The idea "just doesn't make sense," she said at the time. "We can't meet our recruiting needs now."
Lawmakers "ultimately abandoned" the provision, according to Congressional Quarterly's issue tracker on women in the military.
"This was unnecessary and unhelpful," Wilson said of the back-and-forth negotiations. "There will be no restrictions in statute for how the Army can assign women in the military."
The congresswoman later ran in 2008 for a Senate seat, but lost during the primary election.
This month, during his Senate confirmation hearing, Defense Secretary James Mattis said he would support the current policy on women in combat roles. "I have no plan to oppose women in any aspect of our military," he said.
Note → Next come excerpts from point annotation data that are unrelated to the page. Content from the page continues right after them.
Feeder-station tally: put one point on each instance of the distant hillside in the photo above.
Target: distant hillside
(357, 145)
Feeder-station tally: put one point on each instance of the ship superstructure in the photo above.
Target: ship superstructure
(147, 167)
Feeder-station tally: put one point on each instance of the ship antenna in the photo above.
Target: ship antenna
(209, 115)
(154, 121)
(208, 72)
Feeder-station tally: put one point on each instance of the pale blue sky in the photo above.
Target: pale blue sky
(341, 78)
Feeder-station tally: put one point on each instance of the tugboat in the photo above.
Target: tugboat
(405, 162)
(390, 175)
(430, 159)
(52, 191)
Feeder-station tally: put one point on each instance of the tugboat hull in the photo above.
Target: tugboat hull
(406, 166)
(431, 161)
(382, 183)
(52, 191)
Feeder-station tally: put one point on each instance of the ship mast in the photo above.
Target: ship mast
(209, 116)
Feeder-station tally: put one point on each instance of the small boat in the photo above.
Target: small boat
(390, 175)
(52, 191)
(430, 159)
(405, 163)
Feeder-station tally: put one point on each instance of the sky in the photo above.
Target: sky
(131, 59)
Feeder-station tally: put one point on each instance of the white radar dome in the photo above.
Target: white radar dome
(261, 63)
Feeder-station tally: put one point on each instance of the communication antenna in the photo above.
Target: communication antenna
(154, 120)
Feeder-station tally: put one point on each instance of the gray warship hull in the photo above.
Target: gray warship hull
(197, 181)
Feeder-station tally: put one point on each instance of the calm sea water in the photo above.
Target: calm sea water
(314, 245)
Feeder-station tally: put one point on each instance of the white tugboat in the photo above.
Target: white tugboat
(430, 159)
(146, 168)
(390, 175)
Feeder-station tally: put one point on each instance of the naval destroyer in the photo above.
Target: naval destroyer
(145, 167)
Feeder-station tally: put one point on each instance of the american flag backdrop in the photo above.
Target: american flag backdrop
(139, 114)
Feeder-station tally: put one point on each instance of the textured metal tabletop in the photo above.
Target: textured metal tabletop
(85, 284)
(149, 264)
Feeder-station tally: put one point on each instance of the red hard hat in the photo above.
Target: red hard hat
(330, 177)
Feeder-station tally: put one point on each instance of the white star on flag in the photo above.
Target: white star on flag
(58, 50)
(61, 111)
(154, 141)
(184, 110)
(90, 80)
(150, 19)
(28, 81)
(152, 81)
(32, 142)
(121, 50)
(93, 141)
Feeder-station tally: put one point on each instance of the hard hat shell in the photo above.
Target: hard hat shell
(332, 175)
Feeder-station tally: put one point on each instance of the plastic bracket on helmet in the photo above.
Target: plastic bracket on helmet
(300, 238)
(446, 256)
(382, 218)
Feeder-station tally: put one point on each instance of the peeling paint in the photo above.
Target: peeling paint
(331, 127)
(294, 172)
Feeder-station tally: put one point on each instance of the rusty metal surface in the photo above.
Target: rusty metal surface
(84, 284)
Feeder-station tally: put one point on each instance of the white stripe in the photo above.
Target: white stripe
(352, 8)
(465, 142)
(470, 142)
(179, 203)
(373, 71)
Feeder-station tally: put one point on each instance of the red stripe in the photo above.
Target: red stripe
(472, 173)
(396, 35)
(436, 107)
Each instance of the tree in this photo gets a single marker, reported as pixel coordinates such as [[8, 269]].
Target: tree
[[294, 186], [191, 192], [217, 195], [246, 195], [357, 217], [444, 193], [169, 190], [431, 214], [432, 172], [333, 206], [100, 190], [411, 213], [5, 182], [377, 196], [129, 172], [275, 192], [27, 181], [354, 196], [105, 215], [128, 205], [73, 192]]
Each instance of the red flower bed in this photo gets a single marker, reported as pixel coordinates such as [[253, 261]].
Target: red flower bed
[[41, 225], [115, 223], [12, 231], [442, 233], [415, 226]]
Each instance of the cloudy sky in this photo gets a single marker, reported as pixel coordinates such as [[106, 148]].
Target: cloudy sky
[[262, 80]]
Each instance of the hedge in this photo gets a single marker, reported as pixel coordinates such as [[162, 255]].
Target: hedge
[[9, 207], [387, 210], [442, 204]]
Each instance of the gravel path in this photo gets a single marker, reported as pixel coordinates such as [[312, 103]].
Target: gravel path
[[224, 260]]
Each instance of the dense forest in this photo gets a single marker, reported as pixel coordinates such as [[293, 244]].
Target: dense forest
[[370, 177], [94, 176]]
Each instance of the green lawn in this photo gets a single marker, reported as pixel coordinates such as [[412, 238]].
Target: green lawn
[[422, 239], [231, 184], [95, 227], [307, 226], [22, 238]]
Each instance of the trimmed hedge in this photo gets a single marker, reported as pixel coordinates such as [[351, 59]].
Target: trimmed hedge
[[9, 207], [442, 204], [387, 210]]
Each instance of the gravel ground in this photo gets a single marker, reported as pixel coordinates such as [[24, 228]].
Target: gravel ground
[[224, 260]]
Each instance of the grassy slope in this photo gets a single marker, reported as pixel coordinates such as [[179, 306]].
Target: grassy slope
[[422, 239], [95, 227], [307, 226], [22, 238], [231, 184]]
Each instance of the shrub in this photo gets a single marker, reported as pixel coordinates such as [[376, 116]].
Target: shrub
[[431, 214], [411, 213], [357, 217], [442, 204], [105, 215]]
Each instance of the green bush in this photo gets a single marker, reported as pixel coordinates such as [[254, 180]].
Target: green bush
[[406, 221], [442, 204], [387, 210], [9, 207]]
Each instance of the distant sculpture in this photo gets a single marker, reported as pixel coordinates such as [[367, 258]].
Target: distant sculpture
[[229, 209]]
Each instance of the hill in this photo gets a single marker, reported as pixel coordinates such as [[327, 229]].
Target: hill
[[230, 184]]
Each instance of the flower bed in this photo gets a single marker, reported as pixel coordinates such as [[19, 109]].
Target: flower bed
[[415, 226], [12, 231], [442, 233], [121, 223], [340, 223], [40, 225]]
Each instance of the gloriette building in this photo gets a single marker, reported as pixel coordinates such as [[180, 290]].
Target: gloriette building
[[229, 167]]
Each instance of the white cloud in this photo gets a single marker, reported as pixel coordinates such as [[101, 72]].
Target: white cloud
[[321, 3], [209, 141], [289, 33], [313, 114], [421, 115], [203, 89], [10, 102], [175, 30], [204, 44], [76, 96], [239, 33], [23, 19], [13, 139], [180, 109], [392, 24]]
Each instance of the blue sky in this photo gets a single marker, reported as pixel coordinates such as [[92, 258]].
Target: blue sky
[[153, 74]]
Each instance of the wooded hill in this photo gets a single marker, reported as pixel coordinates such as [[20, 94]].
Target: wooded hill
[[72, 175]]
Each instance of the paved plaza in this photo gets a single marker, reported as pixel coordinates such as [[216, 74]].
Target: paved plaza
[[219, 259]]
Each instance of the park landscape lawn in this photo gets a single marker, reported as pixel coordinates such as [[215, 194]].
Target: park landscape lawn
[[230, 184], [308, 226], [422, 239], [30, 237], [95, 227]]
Mattis said that he would be guided by strict adherence to standards. "The standards are the standards and, when people meet the standards, that's the end of the discussion on that," he said.
"Today, over 15 percent of today's active-duty force is female. Our military could not accomplish its missions without these women. As we ask more from our female enlisted members and officers, we owe them more as well," Mattis said. He noted that as a commander he had not hesitated in putting women on the front lines with men.
Wilson graduated from the U.S. Air Force Academy in 1982, part of the third class to include women, according to a White House statement.
If confirmed, she would be the third woman to serve in the role after Deborah Lee James, who served under President Barack Obama, and Sheila E. Widnall, who served under President Bill Clinton's administration.
Editor's note: This story has been updated to reflect Wilson is a former captain in the U.S. Air Force.